Mais où sont passés les individus dans notre société dominée par les instincts grégaires?

Foule

OPINION. La société contemporaine célèbre à tout-va l'individualisme. En réalité, c'est le contraire, l'opinion est forgée par les communautarismes les plus divers favorisant l'esprit grégaire. Avec le risque que le nombre croissant de ces "Idem" chassent progressivement les "Ipsé", ces individus disruptifs, dérangeants, mais riches de leur singularité. Par Thierry Aimar, enseignant-chercheur en Sciences Economiques à l'Université de Lorraine (BETA) et à Sciences Po, membre du Conseil d'Administration de la Société d'Economie Politique (SEP). Son dernier ouvrage, "La société de la régression : le communautarisme à l'assaut de l'individu" (1) vient de paraître aux éditions de l'Aube.

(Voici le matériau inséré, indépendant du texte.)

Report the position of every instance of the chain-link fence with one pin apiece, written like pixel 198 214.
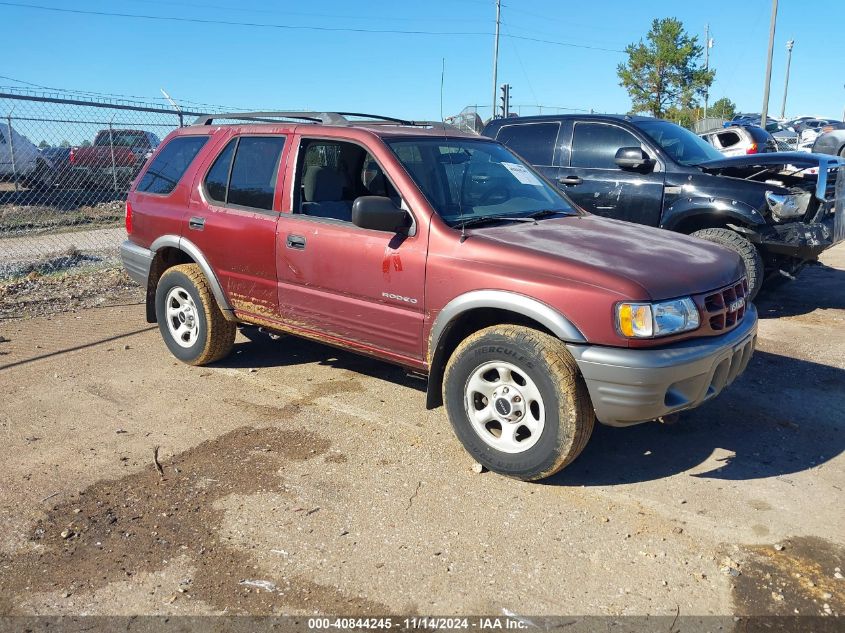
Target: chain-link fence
pixel 65 167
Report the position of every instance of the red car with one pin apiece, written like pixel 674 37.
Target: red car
pixel 442 252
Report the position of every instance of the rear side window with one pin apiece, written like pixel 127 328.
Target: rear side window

Publié le 21-04-2022 par Thierry Aimar

Notre société contemporaine se caractérise par un fascinant décalage entre sa représentation d'elle-même et la réalité de ses pratiques. L'habitude a été ainsi prise de dénoncer l'atomisation croissante des relations humaines. Mais les faits démontrent à l'inverse l'écrasante domination des mentalités communautaristes sur les esprits. Le Je passe toujours par le Nous. L'autre est perçu non comme un être singulier, mais comme le membre d'une catégorie définie socialement : les pauvres, les riches, les gens bien habillés, les people, les jeunes, les vieux ; nous nous discriminons mutuellement comme les représentants d'un pays, d'une région, d'une race, d'une religion, d'un genre, d'une famille, d'une profession... Bref, chacun est désigné, évalué (admiré, détesté, jalousé, méprisé) à travers sa carte d'identité communautaire et non pas par ses attributs individuels. Les gens ne se soucient que des enveloppes ; ils sont indifférents aux lettres qui se trouvent dedans. Seul compte l'estampillage collectif car nous serons jugés uniquement à travers son prisme. Ce phénomène oblige chacun à rechercher un statut social, à appartenir à un groupe sans se préoccuper d'enrichir sa propre subjectivité et le panel de ses qualités individuelles.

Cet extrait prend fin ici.